Exposure to non-physiological solutions during
peritoneal dialysis (PD) produces structural alterations to the peritoneal membrane and ultrafiltration dysfunction. The high concentration of
glucose and
glucose degradation products in standard PD fluids induce a local diabetic environment, which leads to the formation of
advanced glycation end products (AGEs) that have an important role in peritoneal membrane deterioration.

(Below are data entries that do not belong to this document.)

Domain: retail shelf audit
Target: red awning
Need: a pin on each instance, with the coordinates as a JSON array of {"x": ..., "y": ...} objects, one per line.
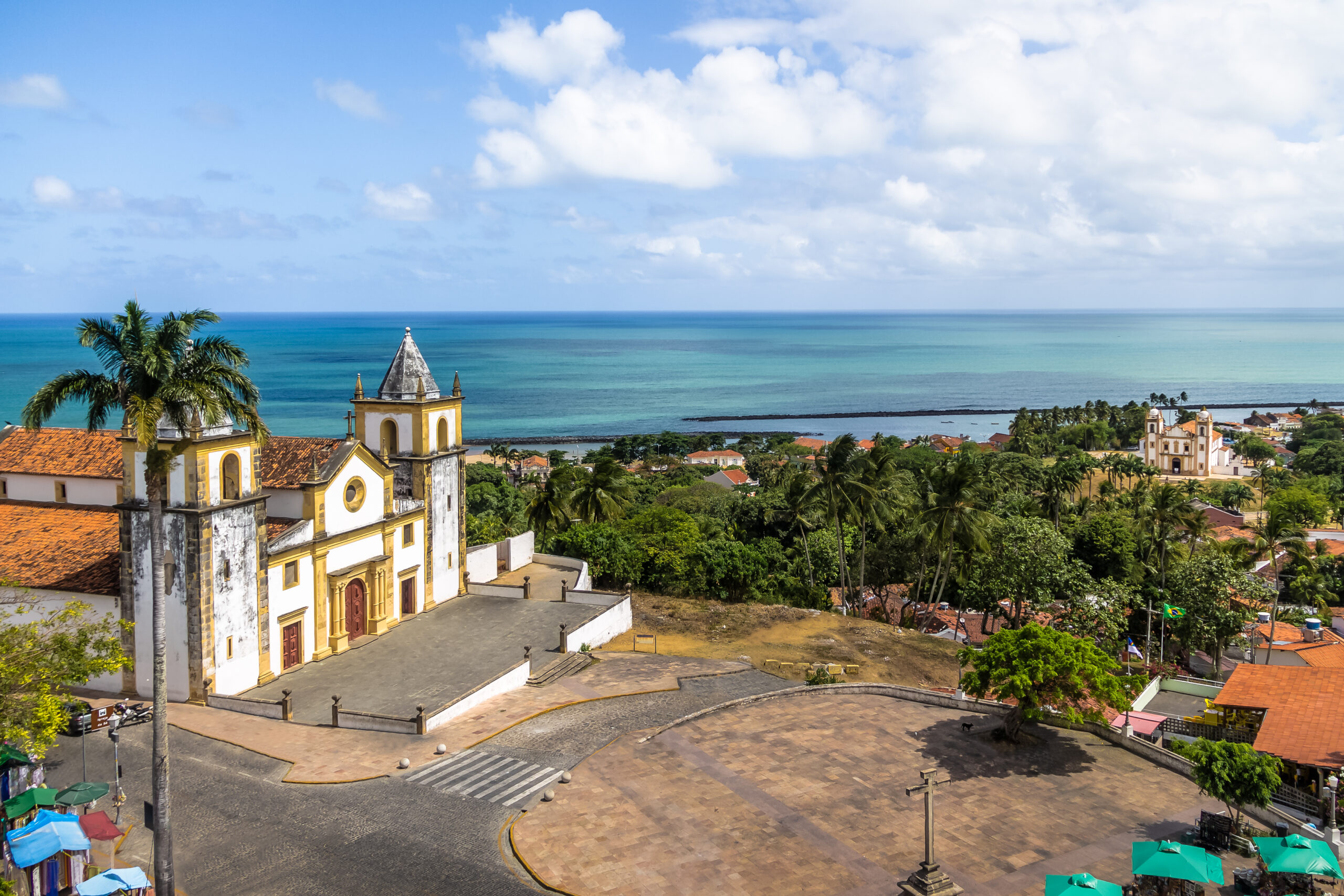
[
  {"x": 99, "y": 827},
  {"x": 1144, "y": 723}
]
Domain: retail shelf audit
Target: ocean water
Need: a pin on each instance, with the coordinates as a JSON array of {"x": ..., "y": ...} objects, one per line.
[{"x": 550, "y": 375}]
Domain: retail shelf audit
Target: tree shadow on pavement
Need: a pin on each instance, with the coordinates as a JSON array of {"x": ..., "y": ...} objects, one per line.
[{"x": 980, "y": 754}]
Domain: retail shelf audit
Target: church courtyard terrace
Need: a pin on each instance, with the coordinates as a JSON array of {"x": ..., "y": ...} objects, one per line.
[
  {"x": 805, "y": 794},
  {"x": 432, "y": 659}
]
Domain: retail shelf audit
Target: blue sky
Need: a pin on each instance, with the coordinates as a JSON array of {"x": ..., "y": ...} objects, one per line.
[{"x": 831, "y": 154}]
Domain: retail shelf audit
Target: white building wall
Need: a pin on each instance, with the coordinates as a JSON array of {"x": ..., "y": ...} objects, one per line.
[
  {"x": 288, "y": 503},
  {"x": 234, "y": 537},
  {"x": 49, "y": 601},
  {"x": 342, "y": 520},
  {"x": 175, "y": 605},
  {"x": 286, "y": 601},
  {"x": 405, "y": 558},
  {"x": 23, "y": 487},
  {"x": 443, "y": 516}
]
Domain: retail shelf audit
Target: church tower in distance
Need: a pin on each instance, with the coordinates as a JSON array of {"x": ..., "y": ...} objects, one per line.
[{"x": 418, "y": 430}]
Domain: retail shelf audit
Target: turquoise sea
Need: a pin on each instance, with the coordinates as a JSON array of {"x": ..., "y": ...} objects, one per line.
[{"x": 604, "y": 374}]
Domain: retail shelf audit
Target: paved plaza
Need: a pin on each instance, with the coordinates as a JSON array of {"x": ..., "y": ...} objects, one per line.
[
  {"x": 430, "y": 659},
  {"x": 805, "y": 796}
]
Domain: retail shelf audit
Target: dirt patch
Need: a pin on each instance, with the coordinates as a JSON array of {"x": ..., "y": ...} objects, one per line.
[{"x": 691, "y": 628}]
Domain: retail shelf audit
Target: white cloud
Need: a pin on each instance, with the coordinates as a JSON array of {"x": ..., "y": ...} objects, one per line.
[
  {"x": 53, "y": 191},
  {"x": 351, "y": 99},
  {"x": 606, "y": 120},
  {"x": 39, "y": 92},
  {"x": 405, "y": 202},
  {"x": 575, "y": 47}
]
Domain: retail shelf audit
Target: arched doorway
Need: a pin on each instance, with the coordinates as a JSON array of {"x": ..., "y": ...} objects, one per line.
[{"x": 355, "y": 614}]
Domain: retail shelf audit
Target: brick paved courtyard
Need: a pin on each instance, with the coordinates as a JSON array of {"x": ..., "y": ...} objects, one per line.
[{"x": 805, "y": 796}]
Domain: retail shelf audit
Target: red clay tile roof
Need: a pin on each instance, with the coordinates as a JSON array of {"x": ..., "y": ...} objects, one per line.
[
  {"x": 62, "y": 452},
  {"x": 288, "y": 460},
  {"x": 1303, "y": 722},
  {"x": 62, "y": 549}
]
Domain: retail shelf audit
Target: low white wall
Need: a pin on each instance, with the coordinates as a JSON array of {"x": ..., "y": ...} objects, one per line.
[
  {"x": 609, "y": 624},
  {"x": 375, "y": 722},
  {"x": 511, "y": 680},
  {"x": 481, "y": 565},
  {"x": 496, "y": 590},
  {"x": 518, "y": 551},
  {"x": 598, "y": 598},
  {"x": 267, "y": 708}
]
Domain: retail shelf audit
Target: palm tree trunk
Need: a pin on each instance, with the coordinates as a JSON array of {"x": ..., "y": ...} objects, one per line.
[
  {"x": 163, "y": 830},
  {"x": 807, "y": 553}
]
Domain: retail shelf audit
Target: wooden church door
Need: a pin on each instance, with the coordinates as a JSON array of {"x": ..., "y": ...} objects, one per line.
[{"x": 355, "y": 609}]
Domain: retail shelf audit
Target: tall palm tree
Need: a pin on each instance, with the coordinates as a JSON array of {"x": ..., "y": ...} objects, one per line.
[
  {"x": 604, "y": 493},
  {"x": 549, "y": 511},
  {"x": 156, "y": 373},
  {"x": 1276, "y": 531},
  {"x": 800, "y": 505}
]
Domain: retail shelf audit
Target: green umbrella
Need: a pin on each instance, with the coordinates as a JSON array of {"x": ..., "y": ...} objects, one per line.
[
  {"x": 1180, "y": 861},
  {"x": 1299, "y": 856},
  {"x": 1081, "y": 884},
  {"x": 82, "y": 793}
]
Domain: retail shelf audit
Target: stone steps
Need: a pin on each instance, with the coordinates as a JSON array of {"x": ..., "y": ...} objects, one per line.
[{"x": 558, "y": 668}]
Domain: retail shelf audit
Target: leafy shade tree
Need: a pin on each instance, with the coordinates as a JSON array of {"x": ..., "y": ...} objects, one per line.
[
  {"x": 1038, "y": 668},
  {"x": 1107, "y": 544},
  {"x": 44, "y": 652},
  {"x": 156, "y": 373},
  {"x": 1028, "y": 565},
  {"x": 1205, "y": 587},
  {"x": 1234, "y": 774},
  {"x": 603, "y": 495}
]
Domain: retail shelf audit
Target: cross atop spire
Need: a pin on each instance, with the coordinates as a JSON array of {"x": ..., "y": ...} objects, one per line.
[{"x": 404, "y": 374}]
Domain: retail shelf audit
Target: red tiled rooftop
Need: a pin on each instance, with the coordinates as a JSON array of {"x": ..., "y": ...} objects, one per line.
[
  {"x": 61, "y": 547},
  {"x": 1303, "y": 722},
  {"x": 62, "y": 452}
]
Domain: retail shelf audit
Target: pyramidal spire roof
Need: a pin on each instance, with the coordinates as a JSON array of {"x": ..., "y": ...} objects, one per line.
[{"x": 407, "y": 370}]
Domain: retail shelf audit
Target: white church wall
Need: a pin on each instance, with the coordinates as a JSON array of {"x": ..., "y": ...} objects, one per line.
[
  {"x": 214, "y": 465},
  {"x": 303, "y": 596},
  {"x": 288, "y": 503},
  {"x": 175, "y": 604},
  {"x": 443, "y": 515},
  {"x": 46, "y": 601},
  {"x": 343, "y": 520},
  {"x": 23, "y": 487},
  {"x": 404, "y": 559},
  {"x": 234, "y": 539}
]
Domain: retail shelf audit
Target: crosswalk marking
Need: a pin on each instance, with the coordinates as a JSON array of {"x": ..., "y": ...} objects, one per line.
[{"x": 486, "y": 775}]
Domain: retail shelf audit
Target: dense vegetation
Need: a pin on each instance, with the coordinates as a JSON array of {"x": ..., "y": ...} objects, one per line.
[{"x": 1043, "y": 530}]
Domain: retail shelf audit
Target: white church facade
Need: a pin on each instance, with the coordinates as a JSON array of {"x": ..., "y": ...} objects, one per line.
[
  {"x": 1193, "y": 449},
  {"x": 277, "y": 554}
]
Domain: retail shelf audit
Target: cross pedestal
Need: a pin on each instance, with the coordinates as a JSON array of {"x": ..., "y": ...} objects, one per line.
[{"x": 929, "y": 880}]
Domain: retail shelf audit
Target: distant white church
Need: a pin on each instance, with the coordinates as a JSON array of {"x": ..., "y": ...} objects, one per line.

Peroxisome proliferator-activated receptor γ (
PPAR-γ) agonists are used to treat type II diabetes and they have beneficial effects on
inflammation,
fibrosis, and angiogenesis. Hence, we evaluated the efficacy of the
PPAR-γ agonist
rosiglitazone (RSG) in ameliorating peritoneal membrane damage in a mouse PD model, and we analyzed the mechanisms underlying the protection offered by RSG. Exposure of the peritoneum to PD fluid resulted in AGEs accumulation, an inflammatory response, the loss of mesothelial cell monolayer and invasion of the compact zone by mesothelial cells,
fibrosis, angiogenesis, and functional impairment of the peritoneum. Administration of RSG diminished the accumulation of AGEs, preserved the mesothelial monolayer, decreased the number of invading mesothelial cells, reduced
fibrosis and angiogenesis, and improved peritoneal function. Interestingly, instead of reducing the leukocyte recruitment, RSG administration enhanced this process and specifically, the recruitment of CD3+ lymphocytes. Furthermore, RSG treatment augmented the levels of the anti-inflammatory
cytokine interleukin (IL)-10 and increased the recruitment of CD4+ CD25+ FoxP3+ cells, suggesting that regulatory T cells mediated the protection of the peritoneal membrane. In cell-culture experiments, RSG did not prevent or reverse the mesothelial to mesenchymal transition, although it decreased mesothelial cells apoptosis. Accordingly, RSG appears to produce pleiotropic protective effects on the peritoneal membrane by reducing the accumulation of AGEs and
inflammation, and by preserving the mesothelial cells monolayer, highlighting the potential of
PPAR-γ activation to ameliorate peritoneal deterioration in PD patients.